The goal is not just to find popular terms. It’s to build a keyword strategy that reflects how your audience thinks and searches, while identifying areas where your site can realistically perform well.

Group related keywords into thematic clusters. For example, one group might include “horse gifts” and “horse shirts,” while another focuses on “custom saddles” or “horse halters.” These clusters will help you structure your product pages, gift guides, or blog content more strategically.

A well-researched keyword list helps ensure you’re not just guessing at what to write. Instead, you’re building content around how people actually search and identifying the best opportunities for visibility.

3. Match Search Intent

Identifying potential keywords and reviewing their search results is a great way to understand what a user is expecting when they are searching for something. You’ve listed “horse gifts” as a potential focus, but when you search it, you realize, based on the results, that people who search this are looking for gift options for horse lovers. Your article topic is about gifts for horses. So this isn’t going to work. The intents don’t align. Mark it off the list.  

Choosing the right keyword is only part of the equation. To earn visibility in search, your content also needs to match what users are actually trying to do when they type in that keyword.

Intent research helps ensure that your planned content aligns with both the query and the user’s purpose. Even if a keyword has strong search volume, it won’t perform if your content doesn’t fit the intent behind it.

4. Optimize for Experience

Even the best content will fall short if the experience around it is poor. Google places significant weight on how users interact with your site. Factors like load time, design clarity, and mobile responsiveness can influence both your rankings and your ability to keep visitors engaged. 

  • Improve page speed. 
  • Ensure mobile responsiveness. 
  • Use clear and consistent headings.
  • Follow accessibility best practices. 
  • Make navigation intuitive. 

5. Use AI to Scale, Not Replace

AI tools can help you ideate, draft, and refine content. But human input is non-negotiable. Google doesn’t penalize AI by default. It penalizes low-quality content. If you’re putting together something AI can create by itself, why are you producing it in the first place?

What Else Is Changing in Search

I discussed the evolution of search recently in “SEO vs GEO vs AEO vs LLMO: Shifting Strategies, Not Names” so I’m not going to harp on it too much here.

SGE and AI Overviews Are Shaping the Experience

Search Generative Experience and similar AI features are changing how results appear. In many cases, users now get answers without clicking through to a website.

To stay visible, write clearly and structure content so it can be featured. That means direct answers, clean formatting, and schema where appropriate.

Organic KPIs Need to Adapt

Outdated metrics like keyword rankings and raw traffic don’t tell the whole story anymore. Shift your measurement approach to reflect modern search behavior and make sure you align with business goals.

Visual and Voice Search Are Growing

Search is no longer limited to text.

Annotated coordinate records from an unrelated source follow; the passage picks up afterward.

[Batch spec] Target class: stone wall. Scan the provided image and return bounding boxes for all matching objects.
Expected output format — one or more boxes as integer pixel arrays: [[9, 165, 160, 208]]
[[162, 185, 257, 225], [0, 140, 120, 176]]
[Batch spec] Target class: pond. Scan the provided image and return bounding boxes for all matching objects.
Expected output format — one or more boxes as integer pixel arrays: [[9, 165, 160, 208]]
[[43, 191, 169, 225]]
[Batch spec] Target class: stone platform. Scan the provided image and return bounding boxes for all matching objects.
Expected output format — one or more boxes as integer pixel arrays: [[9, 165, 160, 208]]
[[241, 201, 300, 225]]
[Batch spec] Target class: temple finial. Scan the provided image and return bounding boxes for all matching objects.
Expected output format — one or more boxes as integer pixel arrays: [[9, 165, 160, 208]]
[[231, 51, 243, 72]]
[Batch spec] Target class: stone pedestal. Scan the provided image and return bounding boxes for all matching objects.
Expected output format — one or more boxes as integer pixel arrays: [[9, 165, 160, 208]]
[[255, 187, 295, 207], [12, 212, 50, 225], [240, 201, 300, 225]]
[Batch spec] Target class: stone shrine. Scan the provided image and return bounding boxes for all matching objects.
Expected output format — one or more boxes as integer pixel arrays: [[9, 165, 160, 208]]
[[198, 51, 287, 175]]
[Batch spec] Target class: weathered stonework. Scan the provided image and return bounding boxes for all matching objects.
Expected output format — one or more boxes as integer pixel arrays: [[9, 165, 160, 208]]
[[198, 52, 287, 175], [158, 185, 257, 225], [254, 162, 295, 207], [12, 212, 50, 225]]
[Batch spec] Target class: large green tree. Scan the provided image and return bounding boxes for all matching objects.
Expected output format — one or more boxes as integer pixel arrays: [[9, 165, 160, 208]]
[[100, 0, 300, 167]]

People search with voice, images, and even video.

Optimize images with descriptive alt text. Use filenames that make sense. Keep language conversational to align with voice queries. 

The Bottom Line

Keywords still matter. But they only work when they serve a larger goal: connecting with your audience in a way that’s helpful, clear, and credible.

The best SEO strategies are rooted in understanding people, not trying to game the algorithms. That means using keywords as a starting point, not a finish line.